The World Wealth Report states that the number of Indian millionaires rose by 20% in 2005. In absolute terms, the number of millionaires in India went up from 70,000 to 85,000, a growth rate comparable to any country in the world. For every Indian millionaire, the trickle down effect of this wealth has yet to reach the rural Indian living below the poverty line.

The land of contradictions continues to amaze. Today, the effect of deregulation by the government has enabled Indian entrepreneurs to assert their financial clout globally. From Ratan Tata's US$13.7bn acquisition of Anglo-Dutch steelmaker Corus Group to Vijay Mallya's US$1.2bn investment in Scotch whiskey maker Whyte & Mackay, Indian businesses are now global conglomerates.
Where is India headed?

Before the current crop of millionaire businessmen started acquiring foreign companies in various industry segments, India found its niche in the world as an IT superpower. The latter half of the 1990s saw the government set up Indian institutes that encouraged Indians to pursue their calling in the IT sector.

The rise of well-educated and articulate Indians in addition to a favourable exchange rate spawned a new generation of outsource professionals.

While regularly caricatured in movies and comic strips, the profitability of India's outsource industry is nothing to laugh at. According to a 2007 report by Credit Suisse, India's GDP has topped US$1 trillion, making it only the 12th country to achieve this milestone. This economic growth has given rise to a new breed of consumer; young, affluent, a large disposable income and a taste for the good life.

During this era of prosperity, India is helmed by none other than the man who initiated a country-wide economic revival in 1991: Manmohan Singh.

In Singh, India did not gain a politician. Instead this chaotic, and often controversial Democratic Republic got a man who has unimpeachable integrity, is immensely intelligent, and is a qualified economist.

With a PhD from Oxford, a track record for running the country's central bank as well as the Planning and Finance Ministry, the breadth and depth of Manmohan Singh's tenure has undoubtedly helped spur the country toward its economic superpower status in recent years.

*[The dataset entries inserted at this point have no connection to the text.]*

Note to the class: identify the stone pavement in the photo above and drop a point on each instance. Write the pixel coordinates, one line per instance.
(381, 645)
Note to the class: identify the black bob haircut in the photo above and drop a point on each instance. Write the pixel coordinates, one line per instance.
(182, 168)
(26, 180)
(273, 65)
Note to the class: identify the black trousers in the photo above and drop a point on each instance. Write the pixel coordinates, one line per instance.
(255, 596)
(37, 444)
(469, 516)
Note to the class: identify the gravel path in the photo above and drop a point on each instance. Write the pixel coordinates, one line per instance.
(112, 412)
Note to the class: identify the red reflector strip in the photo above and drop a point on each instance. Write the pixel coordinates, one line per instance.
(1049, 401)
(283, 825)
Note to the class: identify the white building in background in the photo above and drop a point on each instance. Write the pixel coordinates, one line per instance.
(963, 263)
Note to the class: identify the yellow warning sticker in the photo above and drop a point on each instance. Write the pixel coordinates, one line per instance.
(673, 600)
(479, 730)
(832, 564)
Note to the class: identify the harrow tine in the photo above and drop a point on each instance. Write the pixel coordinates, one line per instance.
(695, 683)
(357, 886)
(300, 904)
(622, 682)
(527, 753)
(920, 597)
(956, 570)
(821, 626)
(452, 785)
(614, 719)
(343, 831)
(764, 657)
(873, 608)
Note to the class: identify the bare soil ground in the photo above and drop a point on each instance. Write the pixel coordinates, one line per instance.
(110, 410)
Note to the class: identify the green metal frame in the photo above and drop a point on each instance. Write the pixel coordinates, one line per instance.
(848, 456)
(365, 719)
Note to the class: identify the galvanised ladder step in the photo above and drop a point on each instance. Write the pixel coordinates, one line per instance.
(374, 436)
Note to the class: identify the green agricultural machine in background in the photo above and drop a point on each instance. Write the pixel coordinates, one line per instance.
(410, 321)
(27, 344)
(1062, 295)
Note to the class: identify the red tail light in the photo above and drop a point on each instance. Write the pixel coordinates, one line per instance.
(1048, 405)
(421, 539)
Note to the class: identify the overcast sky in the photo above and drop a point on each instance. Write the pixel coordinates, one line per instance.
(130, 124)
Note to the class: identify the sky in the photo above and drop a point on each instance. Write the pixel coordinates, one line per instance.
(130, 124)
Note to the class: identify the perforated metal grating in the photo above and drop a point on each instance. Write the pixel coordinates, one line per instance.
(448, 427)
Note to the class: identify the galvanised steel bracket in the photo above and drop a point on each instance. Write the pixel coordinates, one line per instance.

In the last three years India's main stock index, the Sensex, has more than tripled. Based on current growth, a study by Goldman Sachs predicts that over the next 50 years, India will be the fastest growing economy in the world. The report states that in 15 years India's will overtake Britain's economy, and by 2040 will boast the world's third largest GDP.

India also has a population that is younger than any other major country with 125 million Indians set to join the workforce in about 10 years. Due to this Indian professionals will be in high demand, giving rise to a population segment with a significantly higher per capita income and quicker access to investing in stylish homes, clothes and luxury goods.

All the signs point to an India with a booming economy built on its multi-faceted and diverse human resources - a clear indication that the founding fathers realised the key to economic greatness was unshackling the Indian spirit.

India facts and figures• India has 18 major languages, 325 languages spoken, with 22,000 dialects;

• A secular nation and home to all the world's major religions;

• The world's largest republic for over 60 years;

• The world's fourth largest economy;

• One of the fastest growing IT super powers;

• Indian Railways employ the most number of people in the world;

• According to Forbes, India is home to the largest number of billionaires in Asia with 36 Indians on the Forbes ‘100 richest people in the world' list;

• Total GDP of US$4.156 trillion, ranked fourth in the world;

• Per capita GDP US$3,737, ranked 118th in the world;

• Total GDP (nominal) US$1 trillion, ranked 12th in the world;

• Per capita GDP US$820 ranked 132nd in the world.